The charts are utter nonsense. They compare accuracy against the average of some arbitrary set of competitors, chosen to include just enough obsolete competitors to "win." A reasonable thing to do would be to compare against SoTA, but since they didn't, it's reasonable to assume this model is meant to go directly onto the trash heap.

  • jug 4 months ago

    The tech report compares against DeepSeek R1 671B, DeepSeek V3 671B, Qwen3 235B which have been regarded as SOTA class among ”open" models.

    I think this one holds its own surprisingly well in benchmarks for using the nowadays rather, let’s say battle tested Llama 3.1 base, a testament to its quality (Llama 3.2 & 3.3 didn’t employ new bases IIRC, only being new fine tunes, hence I think the explanation to why Hermes 4 is still based on 3.1… and of course Llama 4 never happened, right guys).

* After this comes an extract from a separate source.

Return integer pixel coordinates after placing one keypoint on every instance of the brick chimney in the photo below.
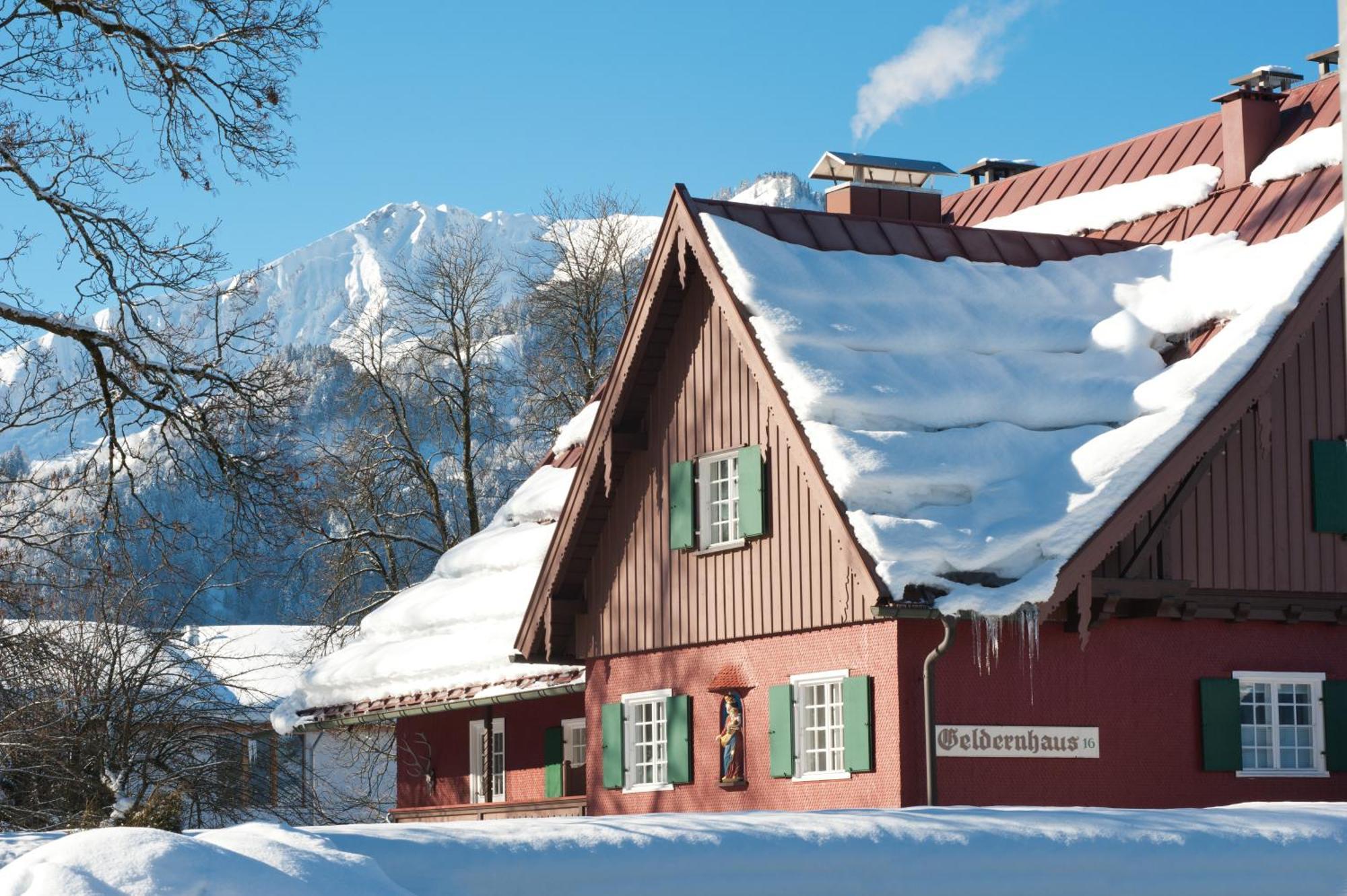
(882, 187)
(1251, 117)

    However for real use, I wouldn’t bother with the 405B model? I think the age of the base is kind of showing in especially long contexts. It’s like throwing a load of compute on something that is kinda aged to begin with. You’d probably be better off with DeepSeek V3.1 or (my new favorite) GLM 4.5. The latter will perform significantly better than this with less parameters.

    The 70B one seems more sensible to me, if you want (yet another) decent unaligned model to have fun with for whatever reason.

    • BoorishBears 4 months ago

      You're seeming missing the release announcement does have a very ridiculous graph that their comment is right to call out:

      - For refusals they broke out each model's percentage.

      - For "% of Questions Correct by Category" they literally grouped an unnamed set of models, averaged out their scores, and combined them as "Other"...

      That's hilariously sketchy.

      It's also strange that the graph for "Questions Correct" includes creativity and writing. Those don't have correct answers, only win rates, and wouldn't really fit into the same graph.

  • whymauri 4 months ago

    The most direct, non-marketing, non-aesthetic summary is that this model trades off a few points on 'fundamental benchmarks' (GPQA, MATH/AIME, MMLU) in exchange for being a 'more steerable' (less refusals) scaffold for downstream tuning.

    Within that framing, I think it's easier to see where and how the model fits into the larger ecosystem. But, of course, the best benchmark will always be just using the model.

  • fancyfredbot 4 months ago

    The charts are probably there mostly to make them feel good about themselves.I don't feel like they care very much whether you use the model. Presumably they would like you to buy their token but they don't really seem to be trying very hard to push that either.

asumaran 4 months ago

that site is about to cook my 1050Ti

hinkley 4 months ago

I thought for sure this company was going to be based in Paris or Brussels. Maybe Quebec. Nope. NYC.

  • Telemakhos 4 months ago

    Were you thinking that "Nous" was French? It's the Greek word for the rational mind (as opposed to the animal appetites or the fighting spirit). Hermes is the Greek god of secret knowledge as well.

    • hinkley 4 months ago

      Huh. Not often I get a Greek word mistaken for a Latinate. Good to know.

  • derefr 4 months ago

    Oddly, I saw some B&W wheatpaste posters for the company put up in my neighbourhood in Vancouver. (Couldn’t even tell what the posters were advertising initially. Not even a QR code. Just “NOUS” and an anime girl.)